Sabbia negli occhi, ancora, nel deserto epico di Dune, dove con Timothée Chalamet vendica la banalità di alcuni blockbuster e disegna i mondi nuovi e antichi del romanzo di Frank Herbert tradotto in cinema da Denis Villeneuve.
Entrare ed uscire dal mainstream
Zendaya, in ogni ruolo, sa cosa c’è da fare. Entra ed esce dal mainstream svolazzando, 183 milioni di follower Instagram e non sentirli. Il suo autunno parte d’autore con Guadagnino e plana sugli effetti speciali di Dune 2 senza fare una piega. Capello lungo, capello corto. Tuta da guerra, t shirt, giacca e cravatta, gioielli e abito da sera.

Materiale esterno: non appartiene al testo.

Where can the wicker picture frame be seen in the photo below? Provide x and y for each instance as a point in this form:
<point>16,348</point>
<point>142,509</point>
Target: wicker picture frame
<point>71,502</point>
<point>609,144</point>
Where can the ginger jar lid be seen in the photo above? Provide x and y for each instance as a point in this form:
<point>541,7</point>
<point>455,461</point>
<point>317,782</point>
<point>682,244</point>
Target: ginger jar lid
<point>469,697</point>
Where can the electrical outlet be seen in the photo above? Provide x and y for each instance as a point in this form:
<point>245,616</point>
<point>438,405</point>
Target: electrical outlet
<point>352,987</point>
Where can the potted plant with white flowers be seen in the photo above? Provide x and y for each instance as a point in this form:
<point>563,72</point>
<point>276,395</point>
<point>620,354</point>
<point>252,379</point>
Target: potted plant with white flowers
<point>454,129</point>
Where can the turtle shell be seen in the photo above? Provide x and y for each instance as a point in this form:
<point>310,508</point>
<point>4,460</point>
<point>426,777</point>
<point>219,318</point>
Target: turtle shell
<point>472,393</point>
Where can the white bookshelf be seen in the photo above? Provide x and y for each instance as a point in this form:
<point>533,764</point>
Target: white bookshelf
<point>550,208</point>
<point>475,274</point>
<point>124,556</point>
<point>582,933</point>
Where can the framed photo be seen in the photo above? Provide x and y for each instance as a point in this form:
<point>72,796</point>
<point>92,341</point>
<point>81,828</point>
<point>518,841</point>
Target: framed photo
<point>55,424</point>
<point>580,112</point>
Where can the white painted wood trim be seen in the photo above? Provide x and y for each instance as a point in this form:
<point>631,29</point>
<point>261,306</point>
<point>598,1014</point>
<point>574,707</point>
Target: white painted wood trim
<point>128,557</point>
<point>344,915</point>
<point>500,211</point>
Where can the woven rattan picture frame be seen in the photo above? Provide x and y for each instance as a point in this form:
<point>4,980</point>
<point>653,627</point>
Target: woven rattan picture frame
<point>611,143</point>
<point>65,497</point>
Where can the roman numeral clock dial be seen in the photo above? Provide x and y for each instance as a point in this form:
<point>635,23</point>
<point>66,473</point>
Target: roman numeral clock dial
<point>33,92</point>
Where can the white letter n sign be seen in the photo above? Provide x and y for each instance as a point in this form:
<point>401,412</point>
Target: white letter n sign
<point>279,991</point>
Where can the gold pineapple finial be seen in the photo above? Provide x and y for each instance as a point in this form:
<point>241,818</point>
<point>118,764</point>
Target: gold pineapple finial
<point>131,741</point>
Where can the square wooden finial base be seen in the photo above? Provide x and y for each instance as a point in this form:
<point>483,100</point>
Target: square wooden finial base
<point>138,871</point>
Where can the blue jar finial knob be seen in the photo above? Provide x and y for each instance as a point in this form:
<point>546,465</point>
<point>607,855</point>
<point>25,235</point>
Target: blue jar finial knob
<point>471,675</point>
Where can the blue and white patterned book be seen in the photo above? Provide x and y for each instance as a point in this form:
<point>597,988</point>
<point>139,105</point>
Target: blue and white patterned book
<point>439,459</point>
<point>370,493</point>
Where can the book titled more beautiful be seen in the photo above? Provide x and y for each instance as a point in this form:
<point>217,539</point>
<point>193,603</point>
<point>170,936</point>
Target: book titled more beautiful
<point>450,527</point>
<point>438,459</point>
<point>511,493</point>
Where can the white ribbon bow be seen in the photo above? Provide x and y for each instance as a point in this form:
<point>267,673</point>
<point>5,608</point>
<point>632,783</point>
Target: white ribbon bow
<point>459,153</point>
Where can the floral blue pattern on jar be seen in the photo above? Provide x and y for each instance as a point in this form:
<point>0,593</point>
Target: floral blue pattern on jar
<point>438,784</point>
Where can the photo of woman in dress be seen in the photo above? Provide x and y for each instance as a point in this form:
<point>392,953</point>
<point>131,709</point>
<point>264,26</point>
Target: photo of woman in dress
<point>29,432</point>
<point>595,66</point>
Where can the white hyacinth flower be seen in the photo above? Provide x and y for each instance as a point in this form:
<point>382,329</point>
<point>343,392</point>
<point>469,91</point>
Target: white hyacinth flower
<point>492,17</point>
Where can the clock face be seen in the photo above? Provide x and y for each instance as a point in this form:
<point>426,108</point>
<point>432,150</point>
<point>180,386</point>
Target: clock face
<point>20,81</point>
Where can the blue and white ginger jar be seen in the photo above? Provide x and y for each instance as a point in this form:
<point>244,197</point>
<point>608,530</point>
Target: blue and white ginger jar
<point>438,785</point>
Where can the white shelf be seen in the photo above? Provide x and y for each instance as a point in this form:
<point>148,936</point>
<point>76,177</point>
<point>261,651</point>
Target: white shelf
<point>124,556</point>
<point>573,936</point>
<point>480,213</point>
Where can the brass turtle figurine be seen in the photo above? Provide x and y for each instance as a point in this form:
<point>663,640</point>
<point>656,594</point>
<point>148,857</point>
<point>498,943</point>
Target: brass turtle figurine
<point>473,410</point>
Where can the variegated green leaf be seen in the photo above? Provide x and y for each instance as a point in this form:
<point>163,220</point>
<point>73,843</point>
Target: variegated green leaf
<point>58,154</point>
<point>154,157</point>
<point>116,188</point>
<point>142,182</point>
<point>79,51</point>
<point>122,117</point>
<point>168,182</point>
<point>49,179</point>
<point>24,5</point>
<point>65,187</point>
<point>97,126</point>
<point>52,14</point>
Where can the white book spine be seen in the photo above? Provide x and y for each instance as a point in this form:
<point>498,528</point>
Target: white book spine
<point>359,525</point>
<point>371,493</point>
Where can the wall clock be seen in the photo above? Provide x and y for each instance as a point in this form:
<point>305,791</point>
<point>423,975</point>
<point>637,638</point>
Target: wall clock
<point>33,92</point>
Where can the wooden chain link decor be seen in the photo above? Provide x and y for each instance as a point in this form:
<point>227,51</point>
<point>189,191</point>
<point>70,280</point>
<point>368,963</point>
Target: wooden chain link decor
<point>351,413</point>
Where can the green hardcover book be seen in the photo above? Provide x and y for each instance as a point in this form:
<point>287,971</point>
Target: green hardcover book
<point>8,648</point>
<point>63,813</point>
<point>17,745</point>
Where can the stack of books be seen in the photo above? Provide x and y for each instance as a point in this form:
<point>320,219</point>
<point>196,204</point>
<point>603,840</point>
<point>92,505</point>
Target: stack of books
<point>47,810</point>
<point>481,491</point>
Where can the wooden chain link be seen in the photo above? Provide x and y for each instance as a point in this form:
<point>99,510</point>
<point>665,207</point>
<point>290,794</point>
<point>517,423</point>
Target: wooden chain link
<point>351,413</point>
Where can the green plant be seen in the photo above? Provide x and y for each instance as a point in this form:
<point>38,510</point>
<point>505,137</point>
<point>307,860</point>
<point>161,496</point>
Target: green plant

Era partita da Disney Channel e se Zendaya fosse o un fumetto o un cartone sarebbe Vaiana di Oceania, esperta ed esotica navigatrice con addosso la sapienza degli antenati. Ai ragazzi dei 2020 insegna senza volerlo più o meno la stessa cosa di questa principessa indigena del mare: “Diventa ciò che sei, qualunque cosa sei”.
C’entra non poco quel volto potente: il collo lungo, la faccia corta e piccola. Il corpo fantastico da leopardo della savana. Più di tutto c’entra quello che le sta succedendo attorno: la rivoluzione dei ventenni come lei senza paura di pulsare di luce propria, quale che sia, e tirare il freno quando serve, nonostante il rischio testacoda. Zendaya giovane, donna non bianca, con la sua galleria di personaggi contro, si porta dietro le spalle senza fatica una generazione in corteo. Noialtri l’aspettiamo in Italia presto e un’altra volta. Tanto ormai no Zendaya no party.